Found an interesting little piece written by Steve Hayes, a deacon in the Orthodox Church in South Africa.
A Generous Orthodoxy – Brian McLaren in Pretoria
Steve wrote what many of us who have converted or are converted to Orthodoxy have found: what we were looking for and trying to recreate all along was right there in Orthodoxy:
What he said confirmed what I had begun to suspect from my attempts to follow “the emerging conversation” in the blogosphere — that many of the emerging church people are looking for what the Orthodox Church has had all along, and which the West lost with the onset of modernity through the Renaissance, (Counter)Reformation and the Enlightenment.
Wilfred McClay, a Presbyterian, once wrote in a Touchstone Magazine symposium on the “Emergent Church Movement” , and speaking about the Emergent movement:
“Indeed, I wish I didn’t have the feeling, reading this document, that I was reading about the roll-out of a self-consciously “retro” new-model car, a sort of ecclesiastical PT Cruiser, which thinks itself “ancient” because it can play Gregorian chant on its sumptuous audio system.”
I spent a number of years, once I got out of a rather closed-in-on-itself denomination which had its origins in the 19th century, looking for “authentic Christianity.” I explored with other Christians who were “emergent,” even before the term became popular.

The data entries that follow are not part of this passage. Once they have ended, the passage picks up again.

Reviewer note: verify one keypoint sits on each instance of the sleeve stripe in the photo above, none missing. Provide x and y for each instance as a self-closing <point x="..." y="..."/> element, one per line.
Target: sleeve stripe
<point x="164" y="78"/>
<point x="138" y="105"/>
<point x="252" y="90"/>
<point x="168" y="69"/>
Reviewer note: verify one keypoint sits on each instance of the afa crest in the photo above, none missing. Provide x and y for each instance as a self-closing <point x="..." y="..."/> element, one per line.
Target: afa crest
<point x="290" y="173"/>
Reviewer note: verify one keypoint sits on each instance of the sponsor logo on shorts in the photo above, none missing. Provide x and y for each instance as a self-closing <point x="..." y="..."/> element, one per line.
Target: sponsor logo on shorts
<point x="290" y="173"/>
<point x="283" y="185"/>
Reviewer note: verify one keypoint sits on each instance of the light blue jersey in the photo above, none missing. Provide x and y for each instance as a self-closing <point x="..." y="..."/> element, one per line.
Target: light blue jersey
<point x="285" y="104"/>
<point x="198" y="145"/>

There was a part of me that was fascinated with truly ancient Christian practice, theology, and spirituality. What I have since discovered, by God’s grace — and knowing myself, certainly not by my own ingenuity — is that the Body of Christ has been there all along, preserving not only ancient dogma, tradition, art, spirituality, liturgy, social action, etc., but that a return to the roots of our Christian Faith brings immeasurable existential authenticity, as well. There is something about reconnecting to the historical Church — Her prayer life, liturgy, Tradition, Hagiography, Scripture, and daily praxis — that deepens my own spiritual experience and being, my own Christian existentialism.
My own past taught me — drilled into me week after week — to “not trust your feelings.” And, to a degree, I am appreciative of that solemn warning. Certainly, too many people in the Christian world depend on feelings first, truth second, though they would likely never conceive that this was the case. But, too many who despise “feelings” depend far too heavily on their own perception of truth, rather than on the historical Faith of the Apostolic Church. Yes, feelings can be mistaken. But, in my own experience, the intellect can be mistaken just as well.
What Orthodoxy does is to wed the two. Nowhere have I found such a beautiful marriage of both dogma and mysticism, of both factual, historical dogmatics and noetic, spiritual beauty. The key, as Chesterton might have said, is to hold both extremes “furiously,” to insist that neither “truth” nor “feelings” can or even should exist on their own right, in isolation. God is truth, but He is also Love. He is Beauty. He came to us neither as a fact book nor as a fresco, but as a Person.
All this, and more, I have found in Orthodoxy.